I can't say I think they will do 50 bps in one shot, however I feel if they were truly responsible, it would have good effect to do so, to hand speculators and wild men their heads, way overdue. If it was me, well you already know what I'd do. More likely they will just do the standard 25 bps the next two meetings (maybe three tops), and then the economy will fall off a cliff, and there will be some blow up along the lines listed below that will make them stop or pause.

What finally stopped prior Fed rate hikes:

1 Franklin National Bank obligingly blows up to end the Fed tightening cycle.
2 Penn Square buckles and so does the Fed. Imagine that.
3 In a trifecta, Brazil, Mexico and Venezuela default on their sovereign debt.
4 So long Continental Illinois and so long Fed monetary tightening.
5 How do you start a Fed monetary easing exercise? A stock market crash like in '87 will do the trick every time.
6 S&L's, real estate, junk bonds, and mainline US bank equity start to melt down. No worries, monetary policy disaster relief was on the way.

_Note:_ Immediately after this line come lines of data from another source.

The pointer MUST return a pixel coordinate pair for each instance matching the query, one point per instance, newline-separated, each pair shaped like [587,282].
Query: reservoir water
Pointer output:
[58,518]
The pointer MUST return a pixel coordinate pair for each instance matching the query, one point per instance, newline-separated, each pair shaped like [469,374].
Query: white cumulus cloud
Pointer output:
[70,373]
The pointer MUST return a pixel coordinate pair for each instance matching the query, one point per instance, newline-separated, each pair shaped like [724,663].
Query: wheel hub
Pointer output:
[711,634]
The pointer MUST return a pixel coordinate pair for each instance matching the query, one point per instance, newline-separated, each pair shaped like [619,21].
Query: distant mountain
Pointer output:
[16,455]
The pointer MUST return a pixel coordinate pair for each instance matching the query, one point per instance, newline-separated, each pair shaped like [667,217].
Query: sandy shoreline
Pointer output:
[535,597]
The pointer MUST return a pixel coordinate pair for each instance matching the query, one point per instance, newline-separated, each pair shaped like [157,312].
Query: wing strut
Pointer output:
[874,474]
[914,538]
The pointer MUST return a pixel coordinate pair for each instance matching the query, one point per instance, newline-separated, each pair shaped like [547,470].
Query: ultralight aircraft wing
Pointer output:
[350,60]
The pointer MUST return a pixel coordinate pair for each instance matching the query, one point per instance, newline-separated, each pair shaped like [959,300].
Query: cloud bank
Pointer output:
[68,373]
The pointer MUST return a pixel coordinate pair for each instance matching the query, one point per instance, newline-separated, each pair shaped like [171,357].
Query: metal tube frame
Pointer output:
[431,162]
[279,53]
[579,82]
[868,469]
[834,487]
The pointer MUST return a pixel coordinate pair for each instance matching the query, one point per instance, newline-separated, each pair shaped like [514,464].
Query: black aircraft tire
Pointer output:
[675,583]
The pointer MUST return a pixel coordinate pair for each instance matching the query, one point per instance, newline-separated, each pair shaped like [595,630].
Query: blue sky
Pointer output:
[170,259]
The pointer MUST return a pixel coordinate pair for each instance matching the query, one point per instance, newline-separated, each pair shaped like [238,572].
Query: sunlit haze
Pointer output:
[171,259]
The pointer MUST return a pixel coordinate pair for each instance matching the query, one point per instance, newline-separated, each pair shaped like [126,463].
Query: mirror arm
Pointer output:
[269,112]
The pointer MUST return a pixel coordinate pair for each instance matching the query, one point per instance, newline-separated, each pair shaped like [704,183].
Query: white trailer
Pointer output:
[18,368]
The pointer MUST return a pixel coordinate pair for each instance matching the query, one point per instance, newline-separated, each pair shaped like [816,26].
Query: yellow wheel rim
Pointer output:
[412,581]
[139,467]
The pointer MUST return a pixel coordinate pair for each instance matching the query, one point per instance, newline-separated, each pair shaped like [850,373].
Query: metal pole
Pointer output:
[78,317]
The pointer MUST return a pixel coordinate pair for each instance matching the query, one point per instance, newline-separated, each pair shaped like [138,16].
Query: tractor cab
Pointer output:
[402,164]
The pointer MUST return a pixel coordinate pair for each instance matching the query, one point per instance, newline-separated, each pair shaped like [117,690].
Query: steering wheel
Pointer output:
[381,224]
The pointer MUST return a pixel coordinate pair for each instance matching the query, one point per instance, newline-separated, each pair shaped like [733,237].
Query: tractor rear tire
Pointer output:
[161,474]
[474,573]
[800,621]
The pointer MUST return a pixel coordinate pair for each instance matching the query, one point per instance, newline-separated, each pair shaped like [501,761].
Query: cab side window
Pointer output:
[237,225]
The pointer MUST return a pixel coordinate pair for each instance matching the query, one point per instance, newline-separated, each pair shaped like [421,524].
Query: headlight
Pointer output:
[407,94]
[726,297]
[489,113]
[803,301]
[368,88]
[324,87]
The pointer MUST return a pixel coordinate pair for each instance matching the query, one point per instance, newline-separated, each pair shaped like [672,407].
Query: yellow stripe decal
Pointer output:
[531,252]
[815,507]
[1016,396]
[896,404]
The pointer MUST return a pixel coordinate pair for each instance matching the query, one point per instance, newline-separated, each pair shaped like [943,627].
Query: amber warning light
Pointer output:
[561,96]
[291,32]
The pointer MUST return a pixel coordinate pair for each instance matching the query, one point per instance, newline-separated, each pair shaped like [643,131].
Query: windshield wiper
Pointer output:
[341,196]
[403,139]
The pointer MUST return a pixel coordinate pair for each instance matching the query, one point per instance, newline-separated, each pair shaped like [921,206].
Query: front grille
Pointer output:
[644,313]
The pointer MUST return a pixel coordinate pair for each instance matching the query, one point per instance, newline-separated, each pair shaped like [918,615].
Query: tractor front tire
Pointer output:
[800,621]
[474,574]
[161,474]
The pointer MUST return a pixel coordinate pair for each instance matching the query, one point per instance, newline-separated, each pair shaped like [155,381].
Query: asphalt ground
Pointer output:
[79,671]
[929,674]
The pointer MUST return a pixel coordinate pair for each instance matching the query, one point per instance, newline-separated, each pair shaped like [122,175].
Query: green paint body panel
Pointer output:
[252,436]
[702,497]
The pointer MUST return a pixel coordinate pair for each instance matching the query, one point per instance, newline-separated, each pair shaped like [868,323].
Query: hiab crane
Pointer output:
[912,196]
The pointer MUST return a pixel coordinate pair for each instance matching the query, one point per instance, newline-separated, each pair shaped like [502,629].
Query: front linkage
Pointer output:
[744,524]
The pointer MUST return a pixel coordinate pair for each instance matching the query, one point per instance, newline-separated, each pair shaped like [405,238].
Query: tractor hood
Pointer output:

7 Orange County slips on a peel and so does Kidder Peabody (at least what was the former Kidder).
8 Asian currency crisis, LTCM and Russian currency crisis all within a few years. Fed Funds, you ain't goin' nowhere for a while.
9 How does one prick one of the greatest equity bubbles of a generation? With less than 200 basis points of monetary tightening, that's how.